Meanwhile, of the leading candidates for Olmert’s succession, Transport Minister Shaul Mofaz says he will heed the ultra-Orthodox parties’ demand to undo Netanyahu’s cuts on child-rearing allowances. Foreign Minister Tzipi Livni, a corporate lawyer who back in 1996 was then-Prime Minister Netanyahu’s privatisation tsar, avoids discussion of the economy. The same is true for Internal Security Minister Avi Dichter. The fourth candidate, Interior Minister Meir Shetreet, a former finance minister, is economically knowledgeable and opinionated, but polls place him well behind the leading contenders.

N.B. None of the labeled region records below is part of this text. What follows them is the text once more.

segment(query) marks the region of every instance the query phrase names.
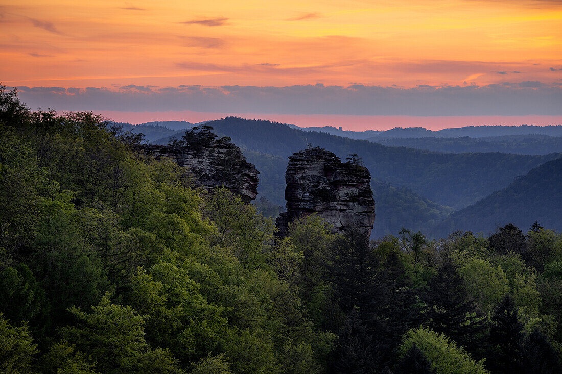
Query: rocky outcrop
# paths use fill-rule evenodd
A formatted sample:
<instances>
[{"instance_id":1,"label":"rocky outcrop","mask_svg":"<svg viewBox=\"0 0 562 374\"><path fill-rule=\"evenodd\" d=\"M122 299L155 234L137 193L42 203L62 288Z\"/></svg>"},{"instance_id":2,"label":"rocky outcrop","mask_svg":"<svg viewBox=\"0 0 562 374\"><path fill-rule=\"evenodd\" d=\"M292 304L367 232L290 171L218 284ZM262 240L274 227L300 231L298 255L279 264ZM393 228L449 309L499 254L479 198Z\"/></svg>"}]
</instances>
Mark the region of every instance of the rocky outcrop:
<instances>
[{"instance_id":1,"label":"rocky outcrop","mask_svg":"<svg viewBox=\"0 0 562 374\"><path fill-rule=\"evenodd\" d=\"M187 167L196 185L207 190L224 186L246 203L255 199L259 172L229 138L217 138L211 130L207 126L194 127L168 145L142 145L140 149L156 159L170 157Z\"/></svg>"},{"instance_id":2,"label":"rocky outcrop","mask_svg":"<svg viewBox=\"0 0 562 374\"><path fill-rule=\"evenodd\" d=\"M289 157L285 175L287 212L277 225L284 234L290 222L316 213L335 232L356 230L370 235L375 200L367 168L339 158L323 148L310 148Z\"/></svg>"}]
</instances>

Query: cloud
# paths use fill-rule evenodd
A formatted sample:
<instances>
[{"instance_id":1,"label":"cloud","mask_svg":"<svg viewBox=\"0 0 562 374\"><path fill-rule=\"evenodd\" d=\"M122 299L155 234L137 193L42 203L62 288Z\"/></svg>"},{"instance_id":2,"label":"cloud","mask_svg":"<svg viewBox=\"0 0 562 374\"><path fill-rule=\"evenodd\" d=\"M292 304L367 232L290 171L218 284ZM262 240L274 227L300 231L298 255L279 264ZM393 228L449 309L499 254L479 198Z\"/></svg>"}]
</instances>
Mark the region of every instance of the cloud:
<instances>
[{"instance_id":1,"label":"cloud","mask_svg":"<svg viewBox=\"0 0 562 374\"><path fill-rule=\"evenodd\" d=\"M29 54L29 56L31 56L32 57L53 57L52 54L41 54L40 53L34 53L33 52L29 53L28 53L28 54Z\"/></svg>"},{"instance_id":2,"label":"cloud","mask_svg":"<svg viewBox=\"0 0 562 374\"><path fill-rule=\"evenodd\" d=\"M124 10L146 10L144 8L138 8L137 7L120 7L119 9Z\"/></svg>"},{"instance_id":3,"label":"cloud","mask_svg":"<svg viewBox=\"0 0 562 374\"><path fill-rule=\"evenodd\" d=\"M302 21L303 20L310 20L313 18L320 18L321 16L322 15L318 12L307 13L301 16L297 16L296 17L288 18L285 20L285 21Z\"/></svg>"},{"instance_id":4,"label":"cloud","mask_svg":"<svg viewBox=\"0 0 562 374\"><path fill-rule=\"evenodd\" d=\"M185 47L194 47L197 48L219 49L225 45L224 40L219 38L209 38L207 37L182 37L185 41Z\"/></svg>"},{"instance_id":5,"label":"cloud","mask_svg":"<svg viewBox=\"0 0 562 374\"><path fill-rule=\"evenodd\" d=\"M544 87L545 85L544 83L538 80L525 80L519 83L519 87L528 87L529 88L538 88L539 87Z\"/></svg>"},{"instance_id":6,"label":"cloud","mask_svg":"<svg viewBox=\"0 0 562 374\"><path fill-rule=\"evenodd\" d=\"M410 88L354 84L20 87L32 108L292 115L562 115L562 86L538 81Z\"/></svg>"},{"instance_id":7,"label":"cloud","mask_svg":"<svg viewBox=\"0 0 562 374\"><path fill-rule=\"evenodd\" d=\"M53 34L58 34L58 35L64 35L62 33L58 31L55 27L55 25L52 22L49 22L48 21L42 21L41 20L37 20L34 18L29 18L29 20L31 21L33 26L36 28L39 28L40 29L43 29L46 30L49 33L52 33Z\"/></svg>"},{"instance_id":8,"label":"cloud","mask_svg":"<svg viewBox=\"0 0 562 374\"><path fill-rule=\"evenodd\" d=\"M139 92L151 93L153 92L152 88L155 86L138 86L136 84L129 84L126 86L121 86L119 87L122 90L136 90Z\"/></svg>"},{"instance_id":9,"label":"cloud","mask_svg":"<svg viewBox=\"0 0 562 374\"><path fill-rule=\"evenodd\" d=\"M185 21L178 23L182 25L203 25L204 26L223 26L226 24L229 19L225 17L219 17L218 18L211 18L203 20L192 20L191 21Z\"/></svg>"}]
</instances>

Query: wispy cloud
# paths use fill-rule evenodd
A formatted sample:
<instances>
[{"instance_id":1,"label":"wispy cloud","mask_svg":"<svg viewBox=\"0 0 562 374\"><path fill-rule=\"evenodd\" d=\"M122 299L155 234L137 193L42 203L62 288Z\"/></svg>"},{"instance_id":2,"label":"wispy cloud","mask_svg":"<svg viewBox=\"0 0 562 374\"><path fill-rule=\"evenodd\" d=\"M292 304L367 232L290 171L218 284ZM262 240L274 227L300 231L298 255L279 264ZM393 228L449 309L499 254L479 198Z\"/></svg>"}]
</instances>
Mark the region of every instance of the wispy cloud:
<instances>
[{"instance_id":1,"label":"wispy cloud","mask_svg":"<svg viewBox=\"0 0 562 374\"><path fill-rule=\"evenodd\" d=\"M48 21L43 21L42 20L37 20L34 18L29 18L29 20L31 21L33 26L36 28L39 28L40 29L43 29L43 30L47 30L49 33L52 33L53 34L58 34L58 35L64 35L62 32L59 31L57 28L55 26L55 24L52 22L49 22Z\"/></svg>"},{"instance_id":2,"label":"wispy cloud","mask_svg":"<svg viewBox=\"0 0 562 374\"><path fill-rule=\"evenodd\" d=\"M33 52L30 52L28 53L29 56L32 57L52 57L52 54L42 54L41 53L34 53Z\"/></svg>"},{"instance_id":3,"label":"wispy cloud","mask_svg":"<svg viewBox=\"0 0 562 374\"><path fill-rule=\"evenodd\" d=\"M224 40L219 38L182 37L182 38L185 41L185 47L219 49L222 48L225 45Z\"/></svg>"},{"instance_id":4,"label":"wispy cloud","mask_svg":"<svg viewBox=\"0 0 562 374\"><path fill-rule=\"evenodd\" d=\"M131 112L408 116L562 115L562 86L539 81L405 88L321 84L286 86L128 85L19 88L32 108Z\"/></svg>"},{"instance_id":5,"label":"wispy cloud","mask_svg":"<svg viewBox=\"0 0 562 374\"><path fill-rule=\"evenodd\" d=\"M229 19L225 17L210 18L202 20L191 20L178 23L182 25L203 25L203 26L223 26L226 24Z\"/></svg>"},{"instance_id":6,"label":"wispy cloud","mask_svg":"<svg viewBox=\"0 0 562 374\"><path fill-rule=\"evenodd\" d=\"M303 21L304 20L310 20L313 18L320 18L322 16L321 13L318 12L307 13L296 17L288 18L286 21Z\"/></svg>"},{"instance_id":7,"label":"wispy cloud","mask_svg":"<svg viewBox=\"0 0 562 374\"><path fill-rule=\"evenodd\" d=\"M119 7L119 9L124 10L146 10L144 8L138 8L137 7Z\"/></svg>"}]
</instances>

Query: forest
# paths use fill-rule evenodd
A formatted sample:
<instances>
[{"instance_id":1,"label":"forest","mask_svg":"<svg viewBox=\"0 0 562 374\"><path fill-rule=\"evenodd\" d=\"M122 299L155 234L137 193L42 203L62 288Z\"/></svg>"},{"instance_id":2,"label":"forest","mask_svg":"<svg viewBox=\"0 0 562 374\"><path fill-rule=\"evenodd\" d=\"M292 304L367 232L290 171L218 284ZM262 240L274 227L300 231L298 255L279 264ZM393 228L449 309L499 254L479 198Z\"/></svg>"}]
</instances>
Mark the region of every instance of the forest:
<instances>
[{"instance_id":1,"label":"forest","mask_svg":"<svg viewBox=\"0 0 562 374\"><path fill-rule=\"evenodd\" d=\"M559 222L558 211L552 209L546 199L546 197L558 193L559 184L555 183L545 185L542 195L532 193L522 199L520 194L515 194L511 202L504 199L502 204L487 204L482 216L470 213L464 215L463 220L456 219L455 222L463 225L455 226L447 221L452 220L452 212L477 204L482 205L485 199L506 188L516 177L525 175L546 162L559 158L562 153L535 156L498 152L444 153L388 147L326 133L304 131L268 121L233 117L209 122L207 125L213 127L217 134L232 138L242 149L248 161L260 171L260 197L269 202L264 204L259 202L260 208L268 207L262 212L276 212L283 208L287 157L307 144L312 144L334 152L342 159L350 153L360 155L371 173L371 188L377 201L377 224L373 231L373 239L397 235L402 227L422 231L432 239L446 236L458 229L482 231L489 235L497 226L510 223L508 212L511 205L525 206L526 209L532 211L532 214L523 217L524 219L519 217L520 225L528 227L538 220L552 222L553 226L549 227L553 229L562 229L556 226ZM482 132L498 131L496 126L489 127ZM545 126L545 131L558 130L559 127ZM532 131L536 131L534 127ZM180 131L175 136L179 137L181 134ZM173 137L153 143L165 144ZM540 183L540 181L530 181ZM549 188L552 189L549 190ZM531 207L530 201L532 201ZM495 207L495 210L492 207ZM483 225L483 222L486 225ZM463 227L465 225L466 227Z\"/></svg>"},{"instance_id":2,"label":"forest","mask_svg":"<svg viewBox=\"0 0 562 374\"><path fill-rule=\"evenodd\" d=\"M560 372L540 222L367 243L313 215L280 238L91 112L2 88L0 136L0 372Z\"/></svg>"}]
</instances>

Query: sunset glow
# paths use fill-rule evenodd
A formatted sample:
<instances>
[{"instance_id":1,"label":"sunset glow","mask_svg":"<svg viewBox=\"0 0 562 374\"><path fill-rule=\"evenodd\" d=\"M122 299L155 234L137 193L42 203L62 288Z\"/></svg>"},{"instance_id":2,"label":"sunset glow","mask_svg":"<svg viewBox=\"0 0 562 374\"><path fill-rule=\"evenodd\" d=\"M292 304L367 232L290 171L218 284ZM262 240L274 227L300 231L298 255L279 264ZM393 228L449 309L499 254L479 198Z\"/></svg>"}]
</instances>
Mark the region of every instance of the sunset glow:
<instances>
[{"instance_id":1,"label":"sunset glow","mask_svg":"<svg viewBox=\"0 0 562 374\"><path fill-rule=\"evenodd\" d=\"M9 86L562 85L558 1L2 3Z\"/></svg>"}]
</instances>

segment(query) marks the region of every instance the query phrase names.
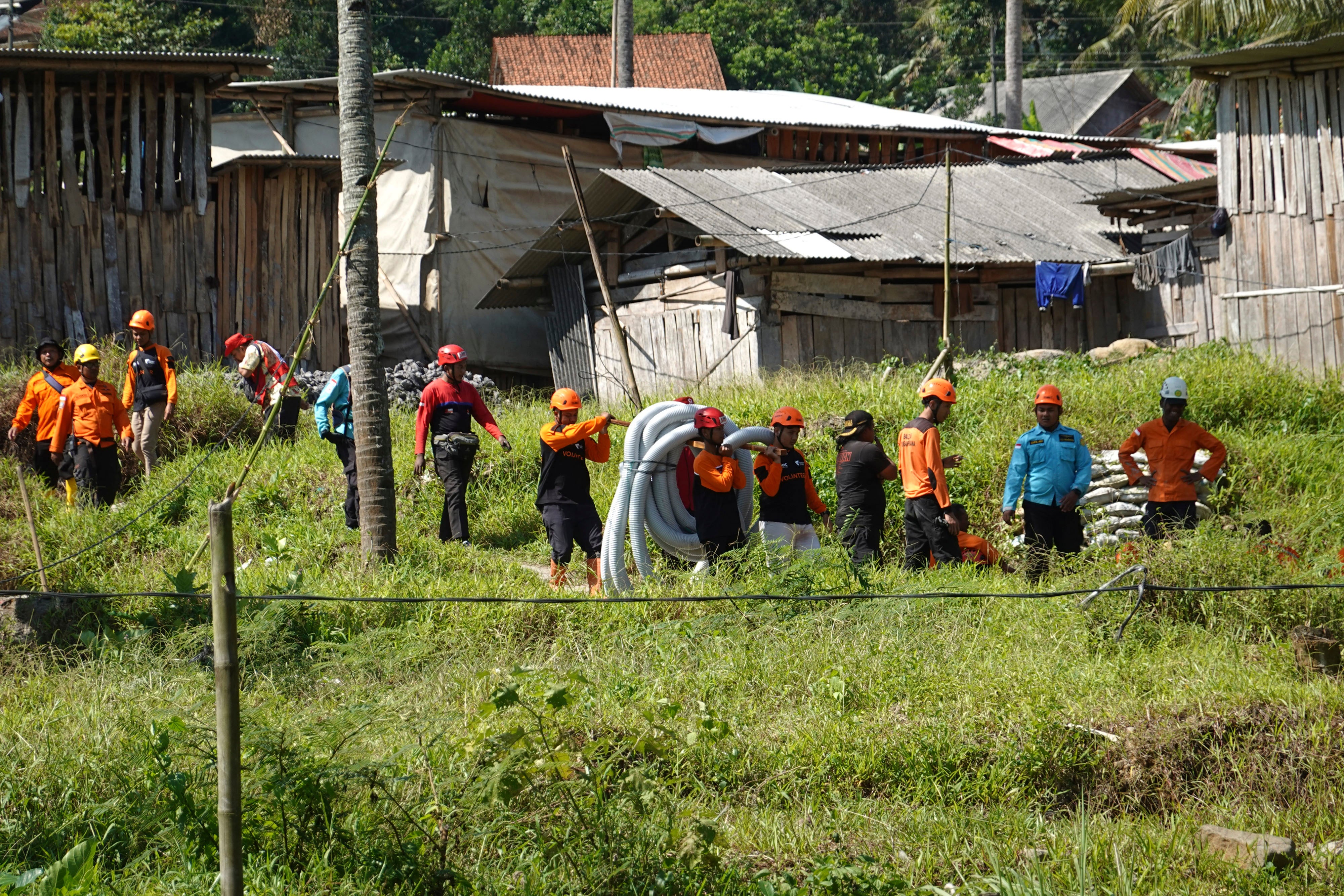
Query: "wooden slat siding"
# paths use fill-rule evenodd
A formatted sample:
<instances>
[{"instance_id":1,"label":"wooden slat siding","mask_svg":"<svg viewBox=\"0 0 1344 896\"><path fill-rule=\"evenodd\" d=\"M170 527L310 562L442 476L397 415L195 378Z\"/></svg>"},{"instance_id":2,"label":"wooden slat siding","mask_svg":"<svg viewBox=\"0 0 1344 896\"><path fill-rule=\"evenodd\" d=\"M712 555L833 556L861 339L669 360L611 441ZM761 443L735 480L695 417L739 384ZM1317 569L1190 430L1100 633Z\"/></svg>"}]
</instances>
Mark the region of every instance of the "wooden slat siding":
<instances>
[{"instance_id":1,"label":"wooden slat siding","mask_svg":"<svg viewBox=\"0 0 1344 896\"><path fill-rule=\"evenodd\" d=\"M1214 118L1218 128L1218 204L1236 214L1236 133L1232 121L1235 83L1224 78L1218 85L1218 105ZM910 153L906 153L906 159Z\"/></svg>"},{"instance_id":2,"label":"wooden slat siding","mask_svg":"<svg viewBox=\"0 0 1344 896\"><path fill-rule=\"evenodd\" d=\"M1278 106L1278 78L1258 78L1257 83L1265 95L1265 114L1269 134L1270 191L1274 195L1274 211L1284 214L1284 121Z\"/></svg>"},{"instance_id":3,"label":"wooden slat siding","mask_svg":"<svg viewBox=\"0 0 1344 896\"><path fill-rule=\"evenodd\" d=\"M1305 154L1308 177L1306 201L1312 218L1320 220L1325 210L1322 203L1324 196L1321 195L1321 153L1317 149L1320 132L1316 121L1316 83L1313 78L1302 78L1298 81L1298 85L1302 90L1302 152Z\"/></svg>"},{"instance_id":4,"label":"wooden slat siding","mask_svg":"<svg viewBox=\"0 0 1344 896\"><path fill-rule=\"evenodd\" d=\"M1333 75L1333 73L1329 73ZM1317 156L1317 164L1321 167L1321 218L1335 212L1335 203L1339 201L1340 187L1335 175L1335 156L1331 152L1331 144L1335 142L1332 132L1332 118L1331 107L1335 105L1328 101L1329 94L1325 93L1325 75L1327 73L1317 71L1314 77L1316 87L1316 146L1314 152ZM1333 81L1333 78L1332 78ZM1332 98L1333 99L1333 98Z\"/></svg>"},{"instance_id":5,"label":"wooden slat siding","mask_svg":"<svg viewBox=\"0 0 1344 896\"><path fill-rule=\"evenodd\" d=\"M1253 201L1251 201L1251 207L1255 211L1261 212L1261 211L1265 211L1265 161L1266 160L1265 160L1265 148L1263 148L1263 144L1262 144L1263 136L1265 136L1265 130L1266 130L1265 125L1263 125L1265 107L1261 103L1259 82L1258 81L1251 81L1251 82L1243 82L1243 85L1246 86L1249 97L1250 97L1250 116L1247 117L1249 118L1249 121L1247 121L1249 128L1246 129L1247 130L1247 136L1245 138L1249 140L1250 144L1251 144L1251 168L1253 168L1251 189L1255 191L1255 195L1254 195Z\"/></svg>"},{"instance_id":6,"label":"wooden slat siding","mask_svg":"<svg viewBox=\"0 0 1344 896\"><path fill-rule=\"evenodd\" d=\"M118 71L113 82L112 97L112 201L118 212L126 211L125 181L121 173L126 159L125 146L121 142L121 113L125 91L126 77Z\"/></svg>"},{"instance_id":7,"label":"wooden slat siding","mask_svg":"<svg viewBox=\"0 0 1344 896\"><path fill-rule=\"evenodd\" d=\"M181 208L177 195L177 85L172 74L164 75L164 113L159 146L159 203L164 211Z\"/></svg>"},{"instance_id":8,"label":"wooden slat siding","mask_svg":"<svg viewBox=\"0 0 1344 896\"><path fill-rule=\"evenodd\" d=\"M144 89L140 83L140 74L130 75L130 134L128 138L126 176L130 180L126 193L126 208L134 214L145 210L145 181L144 181L144 150L140 137L141 106L144 105Z\"/></svg>"}]
</instances>

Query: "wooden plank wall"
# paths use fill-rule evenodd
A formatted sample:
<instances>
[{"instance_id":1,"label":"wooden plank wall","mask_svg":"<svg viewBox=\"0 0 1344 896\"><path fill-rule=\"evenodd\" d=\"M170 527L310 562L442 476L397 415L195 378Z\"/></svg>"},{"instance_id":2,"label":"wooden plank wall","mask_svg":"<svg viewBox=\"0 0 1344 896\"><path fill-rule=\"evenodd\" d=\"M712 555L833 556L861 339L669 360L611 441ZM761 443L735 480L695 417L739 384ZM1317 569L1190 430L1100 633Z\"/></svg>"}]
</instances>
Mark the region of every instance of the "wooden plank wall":
<instances>
[{"instance_id":1,"label":"wooden plank wall","mask_svg":"<svg viewBox=\"0 0 1344 896\"><path fill-rule=\"evenodd\" d=\"M298 339L337 250L340 185L313 168L235 164L218 176L220 344L251 333L281 352ZM332 369L348 356L337 292L327 297L308 359Z\"/></svg>"},{"instance_id":2,"label":"wooden plank wall","mask_svg":"<svg viewBox=\"0 0 1344 896\"><path fill-rule=\"evenodd\" d=\"M0 347L70 343L151 310L160 343L215 351L203 79L0 70Z\"/></svg>"},{"instance_id":3,"label":"wooden plank wall","mask_svg":"<svg viewBox=\"0 0 1344 896\"><path fill-rule=\"evenodd\" d=\"M1344 69L1296 60L1293 71L1219 85L1219 204L1231 228L1211 266L1210 330L1312 373L1340 375L1339 293L1226 297L1344 282Z\"/></svg>"}]
</instances>

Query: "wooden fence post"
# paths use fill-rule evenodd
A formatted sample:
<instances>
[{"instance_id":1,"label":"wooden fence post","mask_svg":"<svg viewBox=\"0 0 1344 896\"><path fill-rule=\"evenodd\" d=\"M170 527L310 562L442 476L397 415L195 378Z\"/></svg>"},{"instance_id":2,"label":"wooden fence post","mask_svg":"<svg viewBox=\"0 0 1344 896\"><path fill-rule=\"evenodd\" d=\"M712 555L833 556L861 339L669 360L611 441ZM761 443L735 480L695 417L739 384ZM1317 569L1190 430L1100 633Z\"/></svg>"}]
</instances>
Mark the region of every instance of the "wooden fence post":
<instances>
[{"instance_id":1,"label":"wooden fence post","mask_svg":"<svg viewBox=\"0 0 1344 896\"><path fill-rule=\"evenodd\" d=\"M219 768L219 896L243 896L242 751L238 736L238 587L234 500L210 505L210 609L215 623L215 744Z\"/></svg>"}]
</instances>

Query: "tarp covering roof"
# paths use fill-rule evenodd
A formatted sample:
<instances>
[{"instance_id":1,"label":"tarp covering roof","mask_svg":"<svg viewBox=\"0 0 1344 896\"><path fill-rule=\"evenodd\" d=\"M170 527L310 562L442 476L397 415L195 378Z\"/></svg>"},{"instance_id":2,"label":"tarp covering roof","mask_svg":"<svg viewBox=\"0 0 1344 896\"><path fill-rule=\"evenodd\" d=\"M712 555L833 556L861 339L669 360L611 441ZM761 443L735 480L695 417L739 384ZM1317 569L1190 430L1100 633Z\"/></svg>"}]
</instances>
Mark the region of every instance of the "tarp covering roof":
<instances>
[{"instance_id":1,"label":"tarp covering roof","mask_svg":"<svg viewBox=\"0 0 1344 896\"><path fill-rule=\"evenodd\" d=\"M952 261L956 265L1036 261L1105 262L1124 257L1110 223L1089 196L1142 191L1171 179L1128 153L1105 159L984 163L953 169ZM945 216L939 165L831 171L617 169L585 191L589 214L634 223L663 207L743 255L793 259L942 261ZM563 222L570 207L505 274L534 278L562 261L579 263L587 243ZM477 308L544 301L540 289L496 286Z\"/></svg>"}]
</instances>

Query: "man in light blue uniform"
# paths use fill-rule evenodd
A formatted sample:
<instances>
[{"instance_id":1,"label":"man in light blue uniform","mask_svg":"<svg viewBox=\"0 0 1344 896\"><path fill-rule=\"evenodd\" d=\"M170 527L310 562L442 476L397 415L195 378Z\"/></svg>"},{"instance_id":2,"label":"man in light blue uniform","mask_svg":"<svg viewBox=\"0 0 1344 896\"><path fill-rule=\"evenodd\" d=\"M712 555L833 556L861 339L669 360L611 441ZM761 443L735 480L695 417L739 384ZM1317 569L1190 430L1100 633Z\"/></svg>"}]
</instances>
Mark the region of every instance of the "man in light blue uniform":
<instances>
[{"instance_id":1,"label":"man in light blue uniform","mask_svg":"<svg viewBox=\"0 0 1344 896\"><path fill-rule=\"evenodd\" d=\"M313 404L317 435L336 446L345 469L345 525L359 528L359 477L355 473L355 418L349 406L349 364L332 371Z\"/></svg>"},{"instance_id":2,"label":"man in light blue uniform","mask_svg":"<svg viewBox=\"0 0 1344 896\"><path fill-rule=\"evenodd\" d=\"M1060 426L1064 399L1046 384L1036 390L1036 426L1017 437L1004 485L1004 523L1011 524L1021 498L1027 537L1028 582L1050 570L1050 548L1060 553L1083 549L1083 521L1078 502L1091 484L1091 451L1078 430ZM1025 484L1025 489L1023 488Z\"/></svg>"}]
</instances>

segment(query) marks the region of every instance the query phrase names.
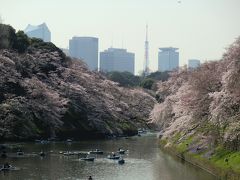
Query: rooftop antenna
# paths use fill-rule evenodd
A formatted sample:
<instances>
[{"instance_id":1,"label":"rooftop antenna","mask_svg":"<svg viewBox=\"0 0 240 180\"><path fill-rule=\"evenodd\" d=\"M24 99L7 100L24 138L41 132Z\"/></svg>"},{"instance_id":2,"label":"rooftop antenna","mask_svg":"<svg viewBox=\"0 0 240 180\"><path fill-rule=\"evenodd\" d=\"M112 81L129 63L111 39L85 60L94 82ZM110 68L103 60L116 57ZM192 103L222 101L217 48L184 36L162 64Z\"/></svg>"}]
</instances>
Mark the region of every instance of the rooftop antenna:
<instances>
[{"instance_id":1,"label":"rooftop antenna","mask_svg":"<svg viewBox=\"0 0 240 180\"><path fill-rule=\"evenodd\" d=\"M3 24L3 18L1 14L0 14L0 24Z\"/></svg>"},{"instance_id":2,"label":"rooftop antenna","mask_svg":"<svg viewBox=\"0 0 240 180\"><path fill-rule=\"evenodd\" d=\"M148 24L146 24L146 40L145 40L145 54L144 54L144 75L149 75L149 42L148 42Z\"/></svg>"},{"instance_id":3,"label":"rooftop antenna","mask_svg":"<svg viewBox=\"0 0 240 180\"><path fill-rule=\"evenodd\" d=\"M111 41L111 48L113 48L113 35L112 35L112 41Z\"/></svg>"},{"instance_id":4,"label":"rooftop antenna","mask_svg":"<svg viewBox=\"0 0 240 180\"><path fill-rule=\"evenodd\" d=\"M123 36L122 36L122 49L124 48L124 40L123 40Z\"/></svg>"}]
</instances>

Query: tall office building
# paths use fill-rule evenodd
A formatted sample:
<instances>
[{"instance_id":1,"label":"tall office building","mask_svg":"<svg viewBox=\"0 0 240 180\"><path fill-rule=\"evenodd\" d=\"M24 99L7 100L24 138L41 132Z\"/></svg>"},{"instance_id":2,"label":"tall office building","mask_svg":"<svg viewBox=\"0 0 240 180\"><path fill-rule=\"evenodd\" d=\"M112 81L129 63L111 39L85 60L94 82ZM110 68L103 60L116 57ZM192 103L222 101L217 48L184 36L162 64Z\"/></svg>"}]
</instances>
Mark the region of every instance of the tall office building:
<instances>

Regardless of his or her views, Olmert’s successor is likely to lead a fragmented Knesset during an interim period of political instability, until a new election produces a new political map. It is during that interim period that some mistakes are likely to be made by politicians whose appreciation for the Bank of Israel’s monetary heroics may prove limited.

If it’s up to Finance Minister Roni Bar-On, who has endorsed Livni and came out forcefully against the populist trends in the legislature, the Knesset will approve his proposal for a trimmed budget ahead of the political commotion in the coming months. That way, the economy will not pay the price for the approaching political tempest.

Bar-On’s quest gains almost universal support from pundits and business leaders, but has yet to be adopted by his colleagues in the ruling Kadima Party, not to mention its coalition partners. To at least some of them, the new prime minister’s expected weakness represents opportunity. The ultra-Orthodox intend to demand increased funding for large families and religious seminaries, and Labor wants the deficit limit raised to 2.5% of GDP in order to finance more spending on education and welfare.

If any of this materialises, the already alarming inflationary pressures, which until now originated abroad, will likely be exacerbated by home-grown circumstances. In such a case, the shekel’s carefully fine-tuned readjustment can suddenly spin out of control and force the central bank to raise interest rates much more sharply than it would like to do, and thus bring about a recession that the Israeli economy could otherwise have avoided.